Oocyte vitrification negatively affects the Ca2+-releasing and activation potential of mouse oocytes but is potentially useful for diagnostic purposes

Abstract Research question : To what extent does vitrification affect the Ca2+-releasing and activation potential of mouse oocytes, which are commonly used to determine the oocyte activation potential of human spermatozoa? Design The effect of mouse oocyte vitrification on Ca2+ dynamics and developmental competence after oocyte activation was assessed and compared to fresh mouse oocytes. Moreover, the Ca2+ store content of the ER was determined at different time points during the vitrification-warming procedure. Finally, the Ca2+ pattern induced by cryoprotectant exposure was determined. Results After human sperm-injection into mouse oocytes, Ca2+ dynamics (MOCA) but not fertilization percentages were significantly altered (MOAT) by vitrification-warming. Ca2+ dynamics in response to SrCl2 or ionomycin were also altered by oocyte vitrification.
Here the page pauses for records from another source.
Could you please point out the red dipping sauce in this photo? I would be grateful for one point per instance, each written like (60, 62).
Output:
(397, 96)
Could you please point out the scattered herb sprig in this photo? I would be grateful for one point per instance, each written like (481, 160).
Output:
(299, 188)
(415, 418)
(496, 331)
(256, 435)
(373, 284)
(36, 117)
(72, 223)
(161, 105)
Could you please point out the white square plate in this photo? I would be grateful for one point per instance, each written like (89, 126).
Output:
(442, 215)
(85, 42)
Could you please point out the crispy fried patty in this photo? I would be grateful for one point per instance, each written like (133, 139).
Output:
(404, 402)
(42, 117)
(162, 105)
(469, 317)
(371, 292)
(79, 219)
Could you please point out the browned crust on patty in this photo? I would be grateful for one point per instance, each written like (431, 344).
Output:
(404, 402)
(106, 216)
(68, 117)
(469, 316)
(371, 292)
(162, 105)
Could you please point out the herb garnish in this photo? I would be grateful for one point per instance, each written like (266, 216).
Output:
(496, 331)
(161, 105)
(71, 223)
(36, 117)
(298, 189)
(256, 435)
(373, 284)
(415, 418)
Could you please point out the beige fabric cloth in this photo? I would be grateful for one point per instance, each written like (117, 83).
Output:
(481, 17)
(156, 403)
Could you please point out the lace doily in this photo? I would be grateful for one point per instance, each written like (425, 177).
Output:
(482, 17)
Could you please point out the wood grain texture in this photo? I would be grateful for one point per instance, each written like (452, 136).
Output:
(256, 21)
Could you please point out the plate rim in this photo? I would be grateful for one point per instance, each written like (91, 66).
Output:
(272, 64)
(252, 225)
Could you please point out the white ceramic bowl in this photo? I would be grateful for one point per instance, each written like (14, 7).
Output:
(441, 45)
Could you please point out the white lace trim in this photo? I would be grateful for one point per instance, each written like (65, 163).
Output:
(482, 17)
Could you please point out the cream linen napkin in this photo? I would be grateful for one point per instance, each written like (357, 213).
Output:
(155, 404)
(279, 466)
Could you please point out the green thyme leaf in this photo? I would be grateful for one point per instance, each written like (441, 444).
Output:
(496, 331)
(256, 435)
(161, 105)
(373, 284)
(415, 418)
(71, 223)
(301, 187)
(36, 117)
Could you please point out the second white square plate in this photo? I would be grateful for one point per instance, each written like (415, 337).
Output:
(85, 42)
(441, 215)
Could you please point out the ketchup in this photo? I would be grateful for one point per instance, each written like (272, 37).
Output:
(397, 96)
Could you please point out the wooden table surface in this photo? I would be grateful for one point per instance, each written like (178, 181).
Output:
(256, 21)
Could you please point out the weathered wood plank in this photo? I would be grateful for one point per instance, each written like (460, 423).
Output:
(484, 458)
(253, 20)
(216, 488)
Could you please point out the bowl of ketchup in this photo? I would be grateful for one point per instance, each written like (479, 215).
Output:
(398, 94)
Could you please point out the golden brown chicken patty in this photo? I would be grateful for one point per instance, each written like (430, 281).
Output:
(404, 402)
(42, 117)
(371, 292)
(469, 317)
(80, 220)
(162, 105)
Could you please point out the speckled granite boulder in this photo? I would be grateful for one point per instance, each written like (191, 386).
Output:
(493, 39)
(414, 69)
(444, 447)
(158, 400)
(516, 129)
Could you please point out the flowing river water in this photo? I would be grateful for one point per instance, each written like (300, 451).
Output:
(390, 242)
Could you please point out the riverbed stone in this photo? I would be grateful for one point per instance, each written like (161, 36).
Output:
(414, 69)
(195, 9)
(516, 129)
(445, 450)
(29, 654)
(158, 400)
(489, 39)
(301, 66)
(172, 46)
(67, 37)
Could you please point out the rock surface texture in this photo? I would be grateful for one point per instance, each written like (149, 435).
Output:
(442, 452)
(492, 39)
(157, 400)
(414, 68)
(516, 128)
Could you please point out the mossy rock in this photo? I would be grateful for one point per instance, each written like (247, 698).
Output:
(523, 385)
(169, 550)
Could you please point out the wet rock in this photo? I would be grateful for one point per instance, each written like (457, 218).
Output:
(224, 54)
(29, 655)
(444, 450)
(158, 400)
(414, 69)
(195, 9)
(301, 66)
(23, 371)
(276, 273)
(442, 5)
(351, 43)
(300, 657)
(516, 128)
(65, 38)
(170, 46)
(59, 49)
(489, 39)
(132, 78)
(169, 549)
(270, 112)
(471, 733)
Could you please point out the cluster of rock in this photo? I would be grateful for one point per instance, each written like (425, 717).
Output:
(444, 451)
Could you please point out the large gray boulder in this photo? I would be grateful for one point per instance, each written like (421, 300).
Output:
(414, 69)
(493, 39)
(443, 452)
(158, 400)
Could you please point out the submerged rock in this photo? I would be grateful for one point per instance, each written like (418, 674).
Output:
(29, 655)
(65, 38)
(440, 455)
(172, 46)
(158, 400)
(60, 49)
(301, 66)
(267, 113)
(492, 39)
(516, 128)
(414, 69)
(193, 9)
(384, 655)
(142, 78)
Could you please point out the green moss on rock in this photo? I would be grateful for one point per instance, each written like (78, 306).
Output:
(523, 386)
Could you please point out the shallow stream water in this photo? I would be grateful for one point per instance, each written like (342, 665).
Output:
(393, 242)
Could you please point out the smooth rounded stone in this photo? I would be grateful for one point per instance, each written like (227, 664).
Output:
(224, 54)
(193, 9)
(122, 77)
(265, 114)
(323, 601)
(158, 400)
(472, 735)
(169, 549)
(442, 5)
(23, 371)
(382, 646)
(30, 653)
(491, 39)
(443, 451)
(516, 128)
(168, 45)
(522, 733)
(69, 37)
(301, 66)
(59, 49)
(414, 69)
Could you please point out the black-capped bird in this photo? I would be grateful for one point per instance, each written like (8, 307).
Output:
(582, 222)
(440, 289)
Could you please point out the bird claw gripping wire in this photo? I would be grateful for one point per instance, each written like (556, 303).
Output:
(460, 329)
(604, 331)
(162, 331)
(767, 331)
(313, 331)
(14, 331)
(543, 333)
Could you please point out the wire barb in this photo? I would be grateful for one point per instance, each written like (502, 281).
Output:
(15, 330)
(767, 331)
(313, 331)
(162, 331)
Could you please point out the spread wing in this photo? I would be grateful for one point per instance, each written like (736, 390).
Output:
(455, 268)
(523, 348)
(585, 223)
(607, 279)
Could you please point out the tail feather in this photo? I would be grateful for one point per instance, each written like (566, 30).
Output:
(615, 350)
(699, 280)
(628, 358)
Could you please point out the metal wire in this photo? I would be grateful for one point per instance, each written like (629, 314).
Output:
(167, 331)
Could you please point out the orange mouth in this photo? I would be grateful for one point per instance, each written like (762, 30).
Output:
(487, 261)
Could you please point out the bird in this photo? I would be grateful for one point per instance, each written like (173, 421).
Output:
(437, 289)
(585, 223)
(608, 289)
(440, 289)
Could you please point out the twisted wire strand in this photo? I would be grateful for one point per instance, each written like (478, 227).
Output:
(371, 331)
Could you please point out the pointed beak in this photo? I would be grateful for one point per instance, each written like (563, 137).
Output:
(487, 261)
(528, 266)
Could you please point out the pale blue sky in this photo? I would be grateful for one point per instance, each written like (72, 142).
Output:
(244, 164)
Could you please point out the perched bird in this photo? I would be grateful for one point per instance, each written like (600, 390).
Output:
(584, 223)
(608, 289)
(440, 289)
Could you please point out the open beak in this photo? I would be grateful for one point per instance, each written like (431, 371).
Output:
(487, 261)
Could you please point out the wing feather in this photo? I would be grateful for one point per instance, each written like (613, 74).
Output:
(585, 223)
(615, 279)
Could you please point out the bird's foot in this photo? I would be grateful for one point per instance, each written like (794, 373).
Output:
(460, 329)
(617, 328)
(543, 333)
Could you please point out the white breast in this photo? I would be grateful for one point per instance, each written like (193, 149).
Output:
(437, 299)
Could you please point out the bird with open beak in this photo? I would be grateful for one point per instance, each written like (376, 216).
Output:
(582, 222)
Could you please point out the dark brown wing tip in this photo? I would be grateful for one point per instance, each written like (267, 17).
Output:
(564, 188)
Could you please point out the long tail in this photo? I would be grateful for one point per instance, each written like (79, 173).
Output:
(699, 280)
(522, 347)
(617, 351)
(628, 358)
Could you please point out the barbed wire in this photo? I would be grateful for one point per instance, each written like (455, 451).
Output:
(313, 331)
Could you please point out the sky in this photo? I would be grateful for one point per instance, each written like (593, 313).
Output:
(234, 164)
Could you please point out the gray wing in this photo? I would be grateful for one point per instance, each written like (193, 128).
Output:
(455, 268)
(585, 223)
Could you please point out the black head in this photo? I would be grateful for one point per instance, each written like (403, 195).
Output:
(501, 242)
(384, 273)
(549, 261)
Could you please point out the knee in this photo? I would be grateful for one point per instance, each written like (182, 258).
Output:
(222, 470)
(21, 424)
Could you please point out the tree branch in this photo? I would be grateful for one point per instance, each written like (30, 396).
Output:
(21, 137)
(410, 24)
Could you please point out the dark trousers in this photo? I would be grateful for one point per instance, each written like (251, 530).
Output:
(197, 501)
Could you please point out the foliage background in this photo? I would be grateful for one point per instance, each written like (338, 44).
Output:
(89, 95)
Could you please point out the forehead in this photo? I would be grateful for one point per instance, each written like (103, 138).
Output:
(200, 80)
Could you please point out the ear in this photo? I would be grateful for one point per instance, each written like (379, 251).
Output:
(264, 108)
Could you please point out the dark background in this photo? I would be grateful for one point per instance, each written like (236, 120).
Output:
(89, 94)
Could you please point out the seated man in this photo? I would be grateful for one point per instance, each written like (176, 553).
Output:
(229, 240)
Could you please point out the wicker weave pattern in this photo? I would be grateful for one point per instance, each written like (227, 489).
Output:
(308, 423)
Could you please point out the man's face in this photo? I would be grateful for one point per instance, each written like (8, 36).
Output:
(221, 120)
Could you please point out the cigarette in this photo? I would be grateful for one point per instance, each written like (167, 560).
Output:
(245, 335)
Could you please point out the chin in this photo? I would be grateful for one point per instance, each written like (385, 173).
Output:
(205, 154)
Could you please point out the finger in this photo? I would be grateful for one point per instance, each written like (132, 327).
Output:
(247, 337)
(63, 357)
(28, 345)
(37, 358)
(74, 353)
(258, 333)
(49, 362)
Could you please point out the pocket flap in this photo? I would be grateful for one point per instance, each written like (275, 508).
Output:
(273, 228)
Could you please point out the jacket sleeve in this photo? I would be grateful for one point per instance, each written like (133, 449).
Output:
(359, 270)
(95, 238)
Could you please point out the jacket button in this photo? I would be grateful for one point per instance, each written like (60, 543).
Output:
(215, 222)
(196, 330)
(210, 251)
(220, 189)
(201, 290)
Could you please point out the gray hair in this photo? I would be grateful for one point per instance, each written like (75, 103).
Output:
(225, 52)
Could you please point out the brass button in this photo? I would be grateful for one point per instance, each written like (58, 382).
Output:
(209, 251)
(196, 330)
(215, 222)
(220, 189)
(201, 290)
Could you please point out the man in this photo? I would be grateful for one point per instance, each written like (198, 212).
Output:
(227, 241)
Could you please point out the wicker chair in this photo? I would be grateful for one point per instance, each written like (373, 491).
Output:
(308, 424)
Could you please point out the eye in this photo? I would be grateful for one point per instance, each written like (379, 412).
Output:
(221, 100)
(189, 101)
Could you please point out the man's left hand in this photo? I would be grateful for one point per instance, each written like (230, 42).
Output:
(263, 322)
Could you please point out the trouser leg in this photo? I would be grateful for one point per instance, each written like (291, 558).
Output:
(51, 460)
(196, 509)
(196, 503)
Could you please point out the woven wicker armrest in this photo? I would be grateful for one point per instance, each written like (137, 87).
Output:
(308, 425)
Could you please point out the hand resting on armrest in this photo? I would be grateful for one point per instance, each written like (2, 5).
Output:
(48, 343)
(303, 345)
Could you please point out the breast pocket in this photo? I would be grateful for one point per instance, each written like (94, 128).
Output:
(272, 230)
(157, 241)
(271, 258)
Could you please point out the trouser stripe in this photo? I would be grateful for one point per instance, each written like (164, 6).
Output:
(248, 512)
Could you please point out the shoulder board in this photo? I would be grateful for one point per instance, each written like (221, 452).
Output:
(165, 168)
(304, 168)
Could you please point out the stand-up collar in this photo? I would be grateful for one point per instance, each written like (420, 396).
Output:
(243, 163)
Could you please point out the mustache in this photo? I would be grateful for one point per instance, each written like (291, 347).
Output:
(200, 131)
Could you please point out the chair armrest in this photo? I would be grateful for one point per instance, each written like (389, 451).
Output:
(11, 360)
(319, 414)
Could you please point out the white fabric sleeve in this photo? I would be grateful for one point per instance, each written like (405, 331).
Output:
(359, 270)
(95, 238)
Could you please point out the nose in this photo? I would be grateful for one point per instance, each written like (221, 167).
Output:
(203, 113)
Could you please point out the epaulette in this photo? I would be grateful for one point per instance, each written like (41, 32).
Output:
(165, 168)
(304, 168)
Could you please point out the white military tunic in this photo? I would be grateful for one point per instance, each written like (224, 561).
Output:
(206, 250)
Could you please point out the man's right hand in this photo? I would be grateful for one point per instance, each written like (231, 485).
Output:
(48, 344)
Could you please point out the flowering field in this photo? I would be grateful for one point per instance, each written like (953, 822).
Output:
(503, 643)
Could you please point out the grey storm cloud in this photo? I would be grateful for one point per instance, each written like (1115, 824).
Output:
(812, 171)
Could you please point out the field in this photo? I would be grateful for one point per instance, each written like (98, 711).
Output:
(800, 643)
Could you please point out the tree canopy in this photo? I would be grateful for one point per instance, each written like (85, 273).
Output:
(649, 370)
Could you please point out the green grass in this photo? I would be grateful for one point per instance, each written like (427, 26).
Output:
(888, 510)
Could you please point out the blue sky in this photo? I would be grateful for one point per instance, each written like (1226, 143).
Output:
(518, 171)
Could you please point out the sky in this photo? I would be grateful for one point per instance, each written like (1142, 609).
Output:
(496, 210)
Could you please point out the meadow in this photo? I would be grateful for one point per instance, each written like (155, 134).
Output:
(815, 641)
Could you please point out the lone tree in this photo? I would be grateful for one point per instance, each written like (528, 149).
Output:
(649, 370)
In contrast, activation and blastocyst rates after SrCl2 exposure were not affected while activation rates after ionomycin exposure were significantly lower in vitrified-thawed oocytes; blastocyst rates were not affected. Cryoprotectant exposure was associated with a strong drop in ER Ca2+ store content. Oocytes rapidly recovered during warming and recovery in Ca2+-containing media; a threshold AUC of Ca2+ dynamics to obtain activation rates above 90% was determined. Conclusions Vitrified-warmed mouse oocytes display reduced Ca2+-releasing potential upon oocyte activation, caused by cryoprotectant exposure. With adapted classification criteria, these oocytes can be used for diagnosing oocyte activation deficiencies in patients. Evaluating the Ca2+-signalling machinery in vitrified-warmed human oocytes is required.